Canada originally ordered the construction of 33 frigates in October 1941. The design was too big for the shipyards on the Great Lakes so all the frigates built in Canada were built in dockyards along the west coast or along the St. Lawrence River. In all Canada ordered the construction of 60 frigates including ten for the Royal Navy that transferred two to the United States Navy.

==War service==
After working up at Bermuda, Joliette joined the Mid-Ocean Escort Force (MOEF) escort group C-1 at St. John's as a trans-Atlantic convoy escort. In September 1944 she transferred to escort group EG 25 based out of Derry.
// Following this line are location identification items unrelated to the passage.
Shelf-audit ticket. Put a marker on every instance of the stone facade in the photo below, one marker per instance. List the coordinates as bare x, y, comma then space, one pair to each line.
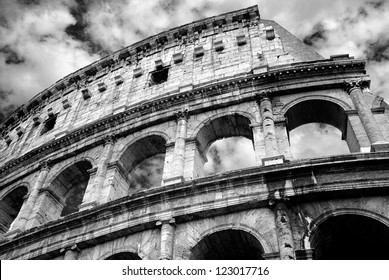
66, 156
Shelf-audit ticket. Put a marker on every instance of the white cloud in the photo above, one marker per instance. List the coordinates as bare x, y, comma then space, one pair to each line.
229, 154
36, 34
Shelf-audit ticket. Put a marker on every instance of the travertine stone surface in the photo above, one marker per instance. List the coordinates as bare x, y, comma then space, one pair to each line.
228, 76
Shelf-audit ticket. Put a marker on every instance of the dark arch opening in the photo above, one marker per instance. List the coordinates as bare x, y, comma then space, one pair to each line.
351, 237
143, 162
10, 206
228, 245
70, 185
219, 140
318, 128
124, 256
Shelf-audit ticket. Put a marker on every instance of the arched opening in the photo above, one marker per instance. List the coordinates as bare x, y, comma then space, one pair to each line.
225, 144
319, 128
124, 256
143, 162
69, 186
228, 245
10, 206
353, 237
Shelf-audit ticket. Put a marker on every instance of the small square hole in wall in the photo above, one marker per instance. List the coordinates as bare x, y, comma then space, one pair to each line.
159, 76
49, 124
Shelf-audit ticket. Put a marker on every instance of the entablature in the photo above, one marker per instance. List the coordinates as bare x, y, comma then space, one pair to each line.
330, 74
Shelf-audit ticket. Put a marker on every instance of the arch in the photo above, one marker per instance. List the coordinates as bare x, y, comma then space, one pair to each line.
10, 205
23, 184
350, 234
321, 111
316, 110
143, 161
216, 128
247, 115
123, 250
138, 138
267, 247
66, 164
66, 190
124, 256
292, 103
230, 243
344, 211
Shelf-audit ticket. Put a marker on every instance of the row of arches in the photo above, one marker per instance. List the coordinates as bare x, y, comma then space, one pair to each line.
143, 160
343, 237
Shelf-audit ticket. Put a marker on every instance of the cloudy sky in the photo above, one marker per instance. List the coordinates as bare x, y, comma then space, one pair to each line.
42, 41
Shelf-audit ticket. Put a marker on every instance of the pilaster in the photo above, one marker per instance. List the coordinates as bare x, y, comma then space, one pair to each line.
284, 231
93, 192
27, 210
273, 155
167, 238
354, 88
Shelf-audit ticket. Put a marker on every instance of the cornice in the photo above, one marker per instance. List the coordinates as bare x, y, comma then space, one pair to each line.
269, 82
132, 55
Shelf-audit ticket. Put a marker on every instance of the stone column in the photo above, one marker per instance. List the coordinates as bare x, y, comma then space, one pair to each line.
71, 253
93, 192
273, 155
354, 88
284, 232
167, 238
26, 212
177, 171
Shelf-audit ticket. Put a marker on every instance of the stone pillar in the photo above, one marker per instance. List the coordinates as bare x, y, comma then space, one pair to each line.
48, 207
354, 88
93, 192
177, 170
26, 212
273, 155
284, 232
71, 253
167, 238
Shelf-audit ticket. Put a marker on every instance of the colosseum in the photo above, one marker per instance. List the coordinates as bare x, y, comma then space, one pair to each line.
68, 186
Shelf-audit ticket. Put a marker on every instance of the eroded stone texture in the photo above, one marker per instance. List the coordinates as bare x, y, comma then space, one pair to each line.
171, 96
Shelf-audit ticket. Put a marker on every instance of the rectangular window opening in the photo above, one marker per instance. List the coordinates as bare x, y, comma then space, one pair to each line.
159, 76
49, 124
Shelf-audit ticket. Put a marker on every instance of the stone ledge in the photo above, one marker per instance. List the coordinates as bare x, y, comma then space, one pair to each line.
256, 198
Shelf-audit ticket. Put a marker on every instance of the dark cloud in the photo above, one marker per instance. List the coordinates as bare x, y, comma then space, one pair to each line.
79, 30
378, 5
11, 56
29, 2
6, 111
378, 50
319, 33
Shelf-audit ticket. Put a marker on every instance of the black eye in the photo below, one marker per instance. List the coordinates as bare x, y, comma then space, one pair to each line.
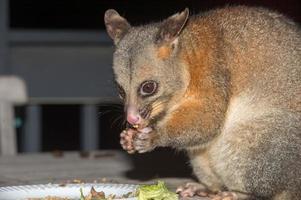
148, 88
121, 91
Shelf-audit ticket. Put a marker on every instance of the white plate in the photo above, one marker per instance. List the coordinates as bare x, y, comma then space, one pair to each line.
71, 191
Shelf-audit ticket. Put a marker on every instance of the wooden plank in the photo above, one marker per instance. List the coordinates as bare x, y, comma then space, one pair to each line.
4, 67
31, 138
89, 127
8, 144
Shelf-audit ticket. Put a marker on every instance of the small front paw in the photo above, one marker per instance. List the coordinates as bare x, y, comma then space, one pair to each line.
225, 196
126, 140
144, 140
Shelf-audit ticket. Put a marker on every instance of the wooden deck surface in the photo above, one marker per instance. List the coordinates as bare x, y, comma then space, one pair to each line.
102, 166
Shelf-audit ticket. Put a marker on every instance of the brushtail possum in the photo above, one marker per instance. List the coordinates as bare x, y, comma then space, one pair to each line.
225, 86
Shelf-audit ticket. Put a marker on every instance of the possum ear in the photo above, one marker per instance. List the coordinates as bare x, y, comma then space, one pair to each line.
116, 25
172, 27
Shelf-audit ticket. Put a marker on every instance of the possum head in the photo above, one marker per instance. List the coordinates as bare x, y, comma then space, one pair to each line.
148, 72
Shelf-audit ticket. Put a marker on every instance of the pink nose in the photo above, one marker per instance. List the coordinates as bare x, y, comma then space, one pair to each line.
133, 119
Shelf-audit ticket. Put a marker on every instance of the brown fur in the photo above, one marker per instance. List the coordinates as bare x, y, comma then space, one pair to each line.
229, 95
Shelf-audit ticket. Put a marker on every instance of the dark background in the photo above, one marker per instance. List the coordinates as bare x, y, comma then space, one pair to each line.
59, 121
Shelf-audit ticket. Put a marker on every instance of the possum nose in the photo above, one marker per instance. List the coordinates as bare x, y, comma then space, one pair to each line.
133, 116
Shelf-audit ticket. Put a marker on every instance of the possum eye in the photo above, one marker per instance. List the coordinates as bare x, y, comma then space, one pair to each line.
121, 92
148, 88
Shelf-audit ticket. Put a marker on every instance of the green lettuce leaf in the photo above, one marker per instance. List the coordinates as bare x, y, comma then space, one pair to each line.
156, 192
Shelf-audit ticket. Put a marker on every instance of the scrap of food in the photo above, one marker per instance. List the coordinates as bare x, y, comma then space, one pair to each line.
157, 191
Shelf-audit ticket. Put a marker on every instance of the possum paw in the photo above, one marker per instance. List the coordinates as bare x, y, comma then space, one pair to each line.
192, 189
144, 140
225, 196
126, 140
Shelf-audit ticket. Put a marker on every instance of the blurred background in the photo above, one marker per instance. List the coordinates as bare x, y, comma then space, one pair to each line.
60, 49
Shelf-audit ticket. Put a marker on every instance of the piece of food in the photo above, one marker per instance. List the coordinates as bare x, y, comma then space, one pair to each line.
156, 192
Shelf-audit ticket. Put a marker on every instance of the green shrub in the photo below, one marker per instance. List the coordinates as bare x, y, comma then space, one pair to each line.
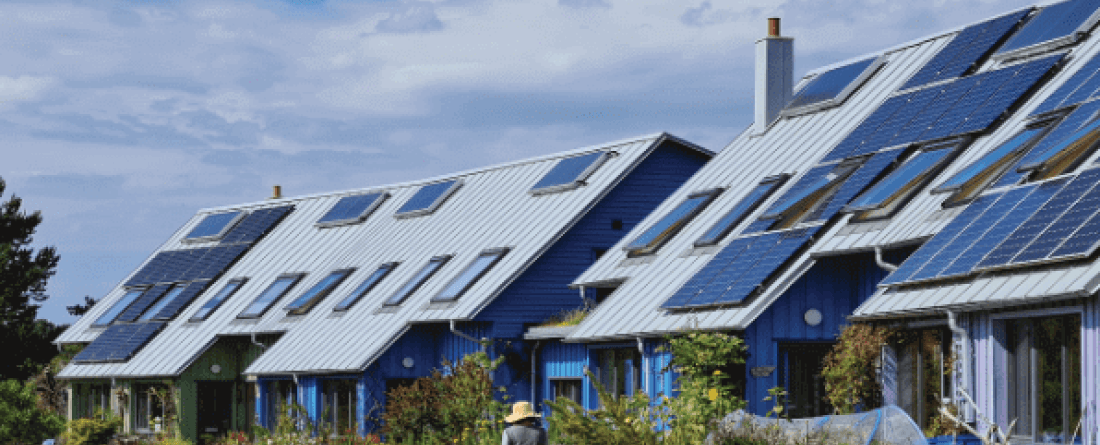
22, 421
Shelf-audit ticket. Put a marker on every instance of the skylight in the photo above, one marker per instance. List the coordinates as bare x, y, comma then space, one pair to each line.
831, 88
472, 274
315, 295
218, 299
418, 279
213, 226
744, 208
653, 237
275, 291
352, 209
124, 302
428, 199
888, 196
365, 287
570, 173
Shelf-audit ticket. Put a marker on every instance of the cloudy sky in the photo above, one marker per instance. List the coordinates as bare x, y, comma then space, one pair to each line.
120, 120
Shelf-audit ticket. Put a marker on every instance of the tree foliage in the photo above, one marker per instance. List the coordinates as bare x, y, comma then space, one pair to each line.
23, 274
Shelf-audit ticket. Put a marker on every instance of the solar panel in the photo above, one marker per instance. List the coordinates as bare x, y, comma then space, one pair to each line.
974, 232
1062, 198
1066, 224
1054, 24
119, 343
743, 209
352, 209
365, 287
968, 47
832, 85
213, 226
569, 173
218, 299
428, 199
916, 260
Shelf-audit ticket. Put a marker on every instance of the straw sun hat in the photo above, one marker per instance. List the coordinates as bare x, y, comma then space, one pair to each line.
520, 411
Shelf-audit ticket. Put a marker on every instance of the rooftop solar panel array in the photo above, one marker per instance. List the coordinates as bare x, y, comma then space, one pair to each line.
119, 343
968, 47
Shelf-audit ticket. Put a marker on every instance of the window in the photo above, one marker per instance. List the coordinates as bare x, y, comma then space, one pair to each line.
365, 287
215, 302
338, 403
275, 291
570, 173
213, 226
831, 88
351, 210
891, 192
428, 199
418, 279
653, 237
124, 302
316, 293
744, 208
567, 389
466, 278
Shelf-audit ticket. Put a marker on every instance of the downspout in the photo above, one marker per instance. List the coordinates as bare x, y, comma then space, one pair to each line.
882, 263
965, 353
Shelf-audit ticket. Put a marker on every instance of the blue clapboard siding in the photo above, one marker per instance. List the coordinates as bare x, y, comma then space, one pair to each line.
834, 286
541, 291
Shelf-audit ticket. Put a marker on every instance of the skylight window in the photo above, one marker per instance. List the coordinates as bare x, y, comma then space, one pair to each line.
213, 226
124, 302
428, 199
744, 208
366, 286
315, 295
570, 173
481, 265
218, 299
353, 209
275, 291
831, 88
653, 237
889, 195
418, 279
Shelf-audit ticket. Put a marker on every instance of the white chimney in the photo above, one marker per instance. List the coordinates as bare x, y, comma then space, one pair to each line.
774, 76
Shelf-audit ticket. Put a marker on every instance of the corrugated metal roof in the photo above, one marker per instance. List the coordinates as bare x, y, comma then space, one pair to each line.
790, 145
492, 209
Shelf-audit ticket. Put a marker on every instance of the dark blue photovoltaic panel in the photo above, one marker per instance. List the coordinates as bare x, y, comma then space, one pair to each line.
916, 260
733, 271
143, 302
854, 185
708, 273
743, 209
118, 343
1010, 92
1057, 99
1056, 21
256, 224
351, 208
966, 49
779, 254
971, 233
177, 304
866, 129
994, 235
1063, 197
827, 85
1066, 224
569, 170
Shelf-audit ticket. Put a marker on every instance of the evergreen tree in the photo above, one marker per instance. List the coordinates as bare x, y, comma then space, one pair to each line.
23, 276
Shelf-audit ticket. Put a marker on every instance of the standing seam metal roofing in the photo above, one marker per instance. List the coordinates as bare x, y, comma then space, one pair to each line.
493, 209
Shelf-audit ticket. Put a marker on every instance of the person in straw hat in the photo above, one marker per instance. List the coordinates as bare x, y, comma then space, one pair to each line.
524, 431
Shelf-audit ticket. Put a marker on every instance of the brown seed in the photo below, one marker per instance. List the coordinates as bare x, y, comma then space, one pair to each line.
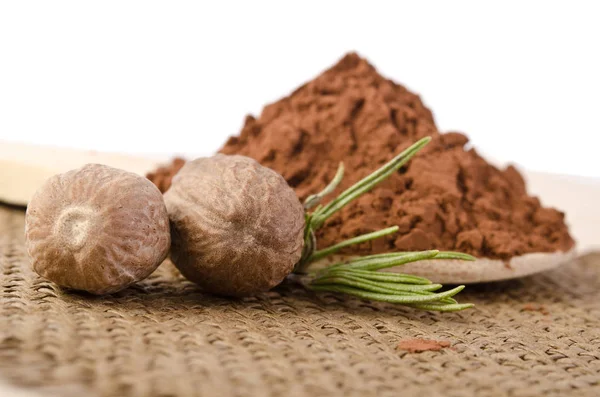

Upon returning to Derry following her first round trip to Halifax, Joliette ran aground in Lough Foyle. The damage was significant and required five months repair at Belfast beginning 5 December 1944 and taking until 5 April 1945. After the extensive layoff, Joliette was sent to work up at Tobermory. She returned to Canada in June 1945 and was paid off 19 November 1945 at Sydney and placed in reserve at Shelburne.

==Postwar service==
Joliette was transferred to the Chilean Navy in 1946. She was renamed Iquique, for Iquique, Chile. She was the second ship to bear the name. Iquique carried the Chilean expedition to establish Captain Arturo Prat Base on Greenwich Island, the first Chilean base in Antarctica. She served with the Chilean Navy until 1966, when she was sold and scrapped in 1968.